BONA Sforza, regina di Polonia

Dizionario Biografico degli Italiani - Volume 11 (1969)

BONA Sforza, regina di Polonia

Henryc Barycz

Figlia di Gian Galeazzo Sforza, duca di Milano, e di Isabella d'Aragona, figlia del re di Napoli Alfonso II, nacque il 2 febbr. 1494 nel castello di Vigevano. Passò l'infanzia a Pavia ed a Milano, negli anni infelici delle invasioni francesi, per di più funestati da numerosi lutti familiari, fra cui la morte del padre (ott. 1494). Impadronitosi il reggente Ludovico il Moro, prozio di B., del ducato di Milano a danno del fratello di B., Francesco Maria, Isabella d'Aragona, la stessa B. e le sue sorelle venivano rinchiuse nei castelli milanesi.

L'atmosfera della sua giovinezza ebbe indubbiamente influenza sulla formazione della personalità della futura regina di Polonia. La caduta del ducato di Milano nelle mani di Luigi XII nel 1499 non comportò per la discendenza legittima di Gian Galeazzo la restituzione del principato, ed anzi Luigi XII fece portare Francesco Maria Sforza in Francia. Al ritorno del Moro, Isabella lasciò Milano con le figlie (2 febbr. 1500) e, attraverso Mantova, Ferrara e Roma, si recò a Napoli, dove il re Federico la investì con un privilegio feudale antidatato dei feudi di Bari e Rossano, che le erano stati restituiti l'anno precedente dal Moro. A Napoli B. visse l'invasione ispano-francese, l'occupazione della città da parte dell'esercito francese (25 luglio 1501), poi la guerra fra i due Stati ex alleati.
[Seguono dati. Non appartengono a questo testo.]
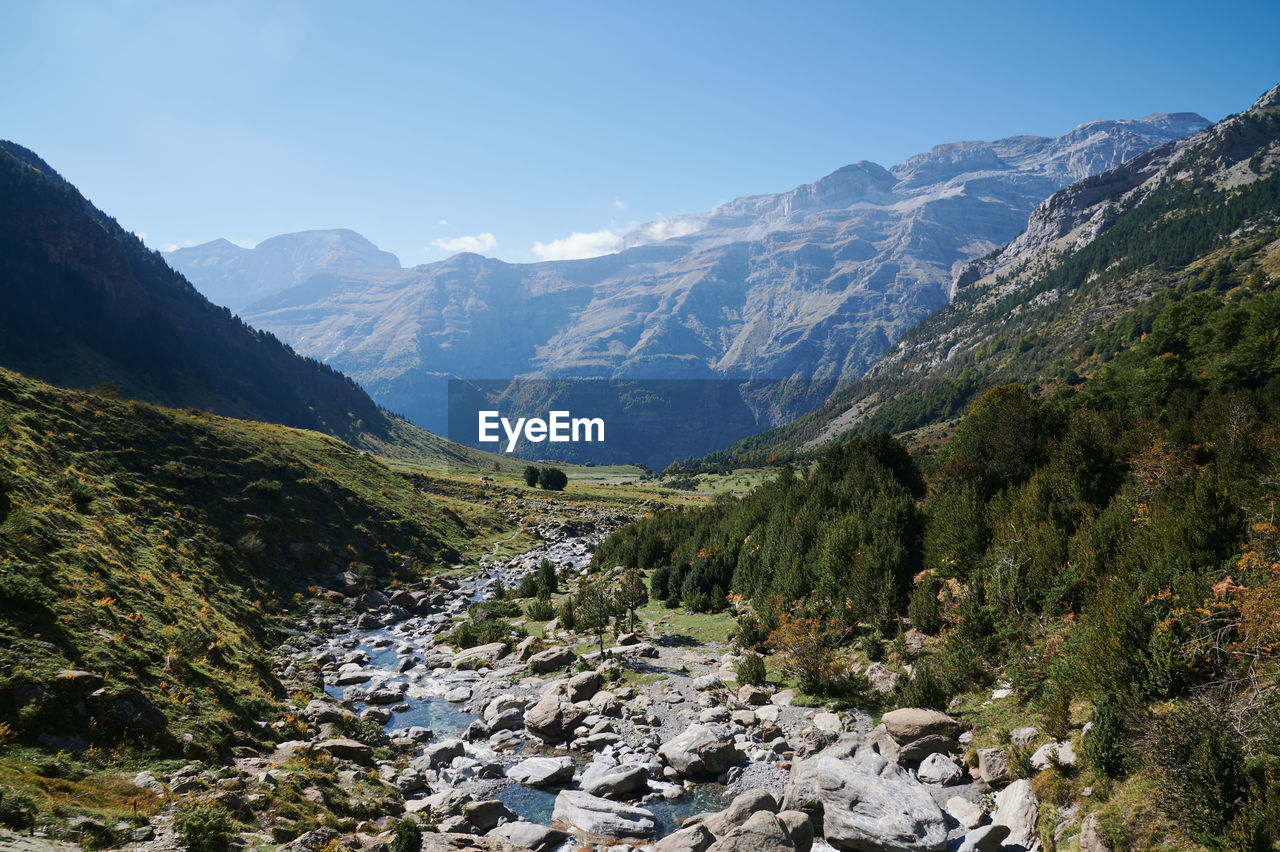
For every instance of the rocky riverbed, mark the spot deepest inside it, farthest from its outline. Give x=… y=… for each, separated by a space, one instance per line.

La sua educazione fu curata all'inizio dalla stessa Isabella, la quale le insegnò lo spagnolo; in seguito, verso il 1506, il compito fu affidato a Crisostomo Colonna, membro dell'Accademia Pontaniana e poeta petrarcheggiante, sotto la supervisione del medico della corte d'Aragona, che era l'umanista A. Galateo. L'istitutore Colonna così caratterizzava nel 1516 la sua allieva: "molto colta, di temperamento sanguigno, di altezza media, né troppo magra né troppo grassa, di buona indole, conosce quattro libri di Virgilio, molte lettere di Cicerone, diversi epigrammi, sa a memoria il Petrarca, scrive e parla in modo particolarmente dotto". Oltre alla letteratura latina ella conosceva la storia, suonava il monocordo, era cultrice della danza, espertissima nel cavalcare, appassionata cacciatrice. Accanto alla madre s'iniziò all'arte di governo approfondendo in particolare la conoscenza del sistema amministrativo del regno napoletano. Superata nel 1510 una grave malattia, passò i suoi anni più felici, tra il 1512 e il 1514, a Castel Capuano, alla corte "delle regine tristi" Giovanna III e Giovanna IV; ammirata e cantata dai poeti (G. Borgia, Vazquez), suscitava attorno a sé innumerevoli passioni amorose e divenne, sotto il nome di Belisena, l'eroina della romanza spagnola Question de amor (Valencia 1513).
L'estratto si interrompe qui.